The Joint Council for Qualifications, a membership organization comprising the seven largest providers of examination and administration qualifications in the UK, listed the types of arrangements that are available to qualifying children with ADHD. Candidates with learning difficulties may require:
• Supervised rest breaks
• Extra time
• A computer reader or reader
• A word processor
• A scribe
• A prompter
• A practical assistant
• Colored overlays
• Colored/enlarged papers
• Papers with modified language
The JCQ, with regard to a child with ADD/ADHD, has stated, “A candidate with ADD or ADHD has persistent difficulty concentrating and poor working memory. Therefore, supervised rest breaks and the use of a prompter, which would physically show him or her where on a page they had been working in order to restart work, would be reasonable adjustments.”
How Can U.S.-Based Teachers Help Students Improve Exam Performance?

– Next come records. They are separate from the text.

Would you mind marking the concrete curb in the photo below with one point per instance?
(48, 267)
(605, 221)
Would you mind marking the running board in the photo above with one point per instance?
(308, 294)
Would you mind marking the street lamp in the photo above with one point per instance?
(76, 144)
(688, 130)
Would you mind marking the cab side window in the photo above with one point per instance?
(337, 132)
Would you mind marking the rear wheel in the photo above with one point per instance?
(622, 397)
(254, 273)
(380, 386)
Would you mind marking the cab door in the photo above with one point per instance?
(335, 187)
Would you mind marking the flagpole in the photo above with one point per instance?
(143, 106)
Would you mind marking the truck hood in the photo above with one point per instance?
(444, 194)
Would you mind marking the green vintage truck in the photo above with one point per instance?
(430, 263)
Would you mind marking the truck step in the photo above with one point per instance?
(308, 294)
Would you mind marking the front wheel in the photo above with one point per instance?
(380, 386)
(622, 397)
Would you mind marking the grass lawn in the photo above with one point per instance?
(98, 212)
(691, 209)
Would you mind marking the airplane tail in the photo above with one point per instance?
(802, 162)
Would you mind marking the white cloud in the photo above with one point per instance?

Across “the pond” (otherwise known as the Atlantic Ocean), United States-based educators have their hands full with kids who won’t settle down and listen. Indeed, a great deal of patience, creativity, and consistency is required, being that a teacher’s role is to evaluate each child’s individual strengths and needs. To the relief of many educators nationwide, there are in fact strategies that will help ADHD students focus, stay on task and absorb all their full capabilities will allow.
To begin with, successful programs for children with ADHD integrate the following three components:
• Accommodations – What teachers can do to make learning easier for students with ADHD.
• Instruction – The methods used in teaching.
• Intervention – How teachers act as buffers for behaviors that distract other students or disrupt concentration.
Because students with ADHD have learning problems that render some variants of exams harder for them, modifying the style of testing and the way exams are graded can help – even when these students are well-versed in the material, they may not do well because of slow processing speed, problems expressing themselves in writing and poor memory.
Here are some tips that have been suggested by experts in the field for helping ADHD students improve exam performance:
• Find alternative times for completing a test (give the test before or after school, or during lunch hour)
• Select a good test location (the student can finish the test in a quiet area like the library or guidance office)
• Modify the format of the exam (multiple-choice or true/false questions are more ADHD-friendly)
• Don’t take off points for misspelling
• Allow students to earn extra credit
• Have a student make up work
Test modifications have been a proverbial life saver for many kids with ADHD; in fact, students say that receiving extended time on tests, or completing special projects or extra homework instead of tests, has helped them go from failing grades to, in some cases, the honor roll. Parents should talk with the special ed team about adding some of these aforementioned accommodations to a student’s IEP.